Time Beyond Imagining - A Brief History of the Colorado Plateau: Sand!


Back to our adventure through time on the Colorado Plateau. We have been mostly exploring the Proterozoic and Paleozoic history with a walk up from the bottom of the Grand Canyon where these rocks are so spectacularly exposed. There have been some side excursions to the Paradox Basin and the Ancestral Rockies, but today we reach the rim of the canyon, with a short exploration of the final three formations that make up the canyon walls (in two posts).

One of the most obvious layers in the Grand Canyon is a 300 foot high white cliff just a few hundred feet below the rim. The rock making up the cliff is the Coconino Sandstone, which formed in Permian time as sand dunes in a desert that extended across northern Arizona, New Mexico, and southern Utah (something like 200,000 square miles). The most obvious feature of the formation are the crossbeds, the sloping layers that represent the slip faces of the dunes that have been preserved in the cliffs. It is a beautiful rock formation!

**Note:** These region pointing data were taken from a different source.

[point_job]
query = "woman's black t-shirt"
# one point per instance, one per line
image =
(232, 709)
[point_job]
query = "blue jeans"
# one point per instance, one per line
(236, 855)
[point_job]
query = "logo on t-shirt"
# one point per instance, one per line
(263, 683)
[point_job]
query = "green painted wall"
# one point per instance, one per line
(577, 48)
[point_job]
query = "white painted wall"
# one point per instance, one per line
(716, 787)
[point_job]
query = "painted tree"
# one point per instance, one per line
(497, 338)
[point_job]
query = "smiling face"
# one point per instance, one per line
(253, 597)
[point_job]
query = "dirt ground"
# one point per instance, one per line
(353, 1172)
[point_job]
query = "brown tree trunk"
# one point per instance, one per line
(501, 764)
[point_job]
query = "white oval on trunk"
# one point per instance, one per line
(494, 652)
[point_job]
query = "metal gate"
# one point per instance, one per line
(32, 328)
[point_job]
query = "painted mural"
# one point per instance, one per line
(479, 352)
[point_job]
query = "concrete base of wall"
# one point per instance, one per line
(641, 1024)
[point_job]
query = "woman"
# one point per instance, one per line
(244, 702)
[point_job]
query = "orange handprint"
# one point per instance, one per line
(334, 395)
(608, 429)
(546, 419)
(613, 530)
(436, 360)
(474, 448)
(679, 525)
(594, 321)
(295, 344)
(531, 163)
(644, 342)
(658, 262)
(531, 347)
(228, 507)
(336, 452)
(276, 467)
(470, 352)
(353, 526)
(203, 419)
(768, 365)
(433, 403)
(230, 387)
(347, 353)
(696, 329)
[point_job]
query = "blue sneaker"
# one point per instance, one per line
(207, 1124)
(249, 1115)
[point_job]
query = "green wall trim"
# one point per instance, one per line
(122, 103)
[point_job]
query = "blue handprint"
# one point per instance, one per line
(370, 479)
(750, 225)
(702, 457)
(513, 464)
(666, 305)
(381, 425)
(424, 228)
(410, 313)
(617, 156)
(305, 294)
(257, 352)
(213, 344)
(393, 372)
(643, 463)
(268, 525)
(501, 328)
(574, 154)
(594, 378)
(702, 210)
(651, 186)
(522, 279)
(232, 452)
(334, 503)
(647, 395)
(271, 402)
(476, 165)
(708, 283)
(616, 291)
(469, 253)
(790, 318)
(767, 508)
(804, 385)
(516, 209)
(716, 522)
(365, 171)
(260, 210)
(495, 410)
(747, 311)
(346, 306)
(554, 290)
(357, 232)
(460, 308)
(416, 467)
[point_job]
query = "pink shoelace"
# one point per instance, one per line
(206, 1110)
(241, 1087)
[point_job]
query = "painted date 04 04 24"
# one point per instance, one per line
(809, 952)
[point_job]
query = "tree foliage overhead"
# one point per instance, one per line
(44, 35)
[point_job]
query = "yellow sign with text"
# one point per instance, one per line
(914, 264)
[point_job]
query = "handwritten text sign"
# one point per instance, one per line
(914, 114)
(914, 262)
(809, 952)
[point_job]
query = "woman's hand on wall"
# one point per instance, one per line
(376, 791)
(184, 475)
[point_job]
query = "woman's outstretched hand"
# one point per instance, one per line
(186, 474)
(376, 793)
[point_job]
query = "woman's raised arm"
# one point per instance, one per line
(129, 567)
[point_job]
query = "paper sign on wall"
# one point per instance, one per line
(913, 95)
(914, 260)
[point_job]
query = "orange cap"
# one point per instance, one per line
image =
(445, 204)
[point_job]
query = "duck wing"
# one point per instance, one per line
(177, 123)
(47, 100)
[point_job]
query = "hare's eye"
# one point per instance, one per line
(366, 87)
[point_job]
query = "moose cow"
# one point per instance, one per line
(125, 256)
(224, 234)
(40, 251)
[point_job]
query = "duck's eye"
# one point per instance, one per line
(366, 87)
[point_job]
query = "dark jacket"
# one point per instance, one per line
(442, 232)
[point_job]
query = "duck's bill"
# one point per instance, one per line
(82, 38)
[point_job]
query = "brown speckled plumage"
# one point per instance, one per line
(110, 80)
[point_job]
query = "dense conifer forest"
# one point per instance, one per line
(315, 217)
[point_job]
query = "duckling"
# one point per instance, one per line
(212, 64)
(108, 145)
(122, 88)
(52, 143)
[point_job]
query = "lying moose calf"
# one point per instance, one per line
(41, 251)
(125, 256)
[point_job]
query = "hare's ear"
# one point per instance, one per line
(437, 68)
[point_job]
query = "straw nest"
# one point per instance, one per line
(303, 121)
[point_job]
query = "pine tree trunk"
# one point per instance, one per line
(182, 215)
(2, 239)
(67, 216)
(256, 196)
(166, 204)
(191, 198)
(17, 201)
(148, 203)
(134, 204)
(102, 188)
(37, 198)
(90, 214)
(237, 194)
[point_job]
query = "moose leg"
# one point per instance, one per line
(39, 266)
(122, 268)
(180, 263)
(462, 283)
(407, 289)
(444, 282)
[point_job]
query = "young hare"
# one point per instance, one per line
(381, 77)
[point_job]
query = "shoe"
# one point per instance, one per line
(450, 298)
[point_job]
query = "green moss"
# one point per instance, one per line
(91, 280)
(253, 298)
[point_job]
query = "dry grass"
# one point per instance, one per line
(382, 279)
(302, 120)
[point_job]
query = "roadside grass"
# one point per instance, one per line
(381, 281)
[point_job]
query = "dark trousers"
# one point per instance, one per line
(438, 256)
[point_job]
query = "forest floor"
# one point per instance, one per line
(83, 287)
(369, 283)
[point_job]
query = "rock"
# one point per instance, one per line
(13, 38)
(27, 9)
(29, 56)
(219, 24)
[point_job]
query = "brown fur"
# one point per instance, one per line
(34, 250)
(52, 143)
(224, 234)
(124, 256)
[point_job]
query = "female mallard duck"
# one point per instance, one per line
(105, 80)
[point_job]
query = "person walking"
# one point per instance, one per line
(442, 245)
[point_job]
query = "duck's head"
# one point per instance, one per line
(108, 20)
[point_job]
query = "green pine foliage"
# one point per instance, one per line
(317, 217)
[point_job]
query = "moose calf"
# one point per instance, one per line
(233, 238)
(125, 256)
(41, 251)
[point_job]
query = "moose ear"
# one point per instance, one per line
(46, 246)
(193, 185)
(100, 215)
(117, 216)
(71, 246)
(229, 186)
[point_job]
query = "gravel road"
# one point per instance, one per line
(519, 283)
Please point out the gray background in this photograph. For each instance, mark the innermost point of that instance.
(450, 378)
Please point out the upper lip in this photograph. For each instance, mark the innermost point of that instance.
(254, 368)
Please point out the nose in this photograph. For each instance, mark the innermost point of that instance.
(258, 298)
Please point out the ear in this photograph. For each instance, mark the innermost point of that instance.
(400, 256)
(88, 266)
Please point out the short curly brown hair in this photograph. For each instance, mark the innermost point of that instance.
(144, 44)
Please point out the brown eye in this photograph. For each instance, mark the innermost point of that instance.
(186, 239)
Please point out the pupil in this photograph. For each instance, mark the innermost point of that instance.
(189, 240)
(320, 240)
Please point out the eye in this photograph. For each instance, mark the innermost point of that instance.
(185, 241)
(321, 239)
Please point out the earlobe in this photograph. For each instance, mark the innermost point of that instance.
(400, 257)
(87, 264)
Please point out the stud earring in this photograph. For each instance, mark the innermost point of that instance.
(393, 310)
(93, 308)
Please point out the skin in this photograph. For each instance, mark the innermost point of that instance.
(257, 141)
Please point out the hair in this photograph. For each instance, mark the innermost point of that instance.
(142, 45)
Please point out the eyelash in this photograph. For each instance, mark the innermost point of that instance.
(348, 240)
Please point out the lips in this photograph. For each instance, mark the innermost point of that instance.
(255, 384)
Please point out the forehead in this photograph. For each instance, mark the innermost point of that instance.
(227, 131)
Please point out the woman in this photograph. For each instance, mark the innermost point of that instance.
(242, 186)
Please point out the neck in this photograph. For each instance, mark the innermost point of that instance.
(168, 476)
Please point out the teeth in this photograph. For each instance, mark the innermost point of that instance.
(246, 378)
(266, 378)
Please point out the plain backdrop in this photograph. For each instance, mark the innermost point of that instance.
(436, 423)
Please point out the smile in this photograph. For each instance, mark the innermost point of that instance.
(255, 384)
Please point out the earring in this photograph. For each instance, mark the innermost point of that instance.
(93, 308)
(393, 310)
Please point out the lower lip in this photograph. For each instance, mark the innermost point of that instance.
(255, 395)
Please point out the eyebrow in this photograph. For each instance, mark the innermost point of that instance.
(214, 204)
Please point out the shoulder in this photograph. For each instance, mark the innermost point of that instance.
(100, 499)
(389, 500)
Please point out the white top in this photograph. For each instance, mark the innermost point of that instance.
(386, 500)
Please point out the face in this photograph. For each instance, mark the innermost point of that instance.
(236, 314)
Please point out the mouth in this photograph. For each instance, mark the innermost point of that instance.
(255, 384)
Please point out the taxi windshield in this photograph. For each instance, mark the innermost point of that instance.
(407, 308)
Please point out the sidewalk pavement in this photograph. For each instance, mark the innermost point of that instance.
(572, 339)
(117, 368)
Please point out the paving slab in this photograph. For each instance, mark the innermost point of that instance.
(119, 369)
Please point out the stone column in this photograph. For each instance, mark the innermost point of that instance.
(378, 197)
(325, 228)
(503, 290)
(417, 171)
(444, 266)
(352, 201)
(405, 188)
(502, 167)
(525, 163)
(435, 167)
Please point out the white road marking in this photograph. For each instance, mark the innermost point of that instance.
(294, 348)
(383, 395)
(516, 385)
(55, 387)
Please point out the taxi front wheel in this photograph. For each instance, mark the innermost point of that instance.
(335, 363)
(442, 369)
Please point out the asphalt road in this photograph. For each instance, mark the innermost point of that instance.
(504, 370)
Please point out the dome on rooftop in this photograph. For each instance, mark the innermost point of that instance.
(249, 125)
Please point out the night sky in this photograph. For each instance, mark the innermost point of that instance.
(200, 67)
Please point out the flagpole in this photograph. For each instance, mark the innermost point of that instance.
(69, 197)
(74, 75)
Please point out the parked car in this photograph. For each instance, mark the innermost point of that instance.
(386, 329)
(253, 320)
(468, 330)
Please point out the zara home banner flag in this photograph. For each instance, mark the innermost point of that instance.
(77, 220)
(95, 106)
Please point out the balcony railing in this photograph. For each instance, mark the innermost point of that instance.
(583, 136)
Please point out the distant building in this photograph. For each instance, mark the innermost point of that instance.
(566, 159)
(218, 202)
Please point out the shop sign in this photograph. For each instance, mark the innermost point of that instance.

When I was a new student taking my first or second class in geology, I had the opportunity to visit the Raymond Alf Paleontology Museum at Webb School in Claremont, California. I was intrigued by their spectacular collection of fossil trackways, and was curious where such ichnofossils were found. One of the sources was the Coconino Sandstone, which I would see up close only a few weeks later on my first geology field trip. There is nothing quite like finding a fossil trackway like the one illustrated above. Unlike fossil shells and bones, representing death, a trackway preserves a moment in the life of a creature. Was it running or walking, feeding or escaping? What kind of creature was it anyway? The Coconino preserves more than two dozen kinds of tracks, from large amphibians or reptiles to scorpions or spiders.

The Coconino is correlated with the De Chelly Sandstone, which forms the spectacular cliffs of De Chelly National Monument, and the wonderful John Wayne movie towers and spires of Monument Valley. Because the sand is porous, it is an important groundwater reservoir for towns to the south of Grand Canyon like Flagstaff and Williams.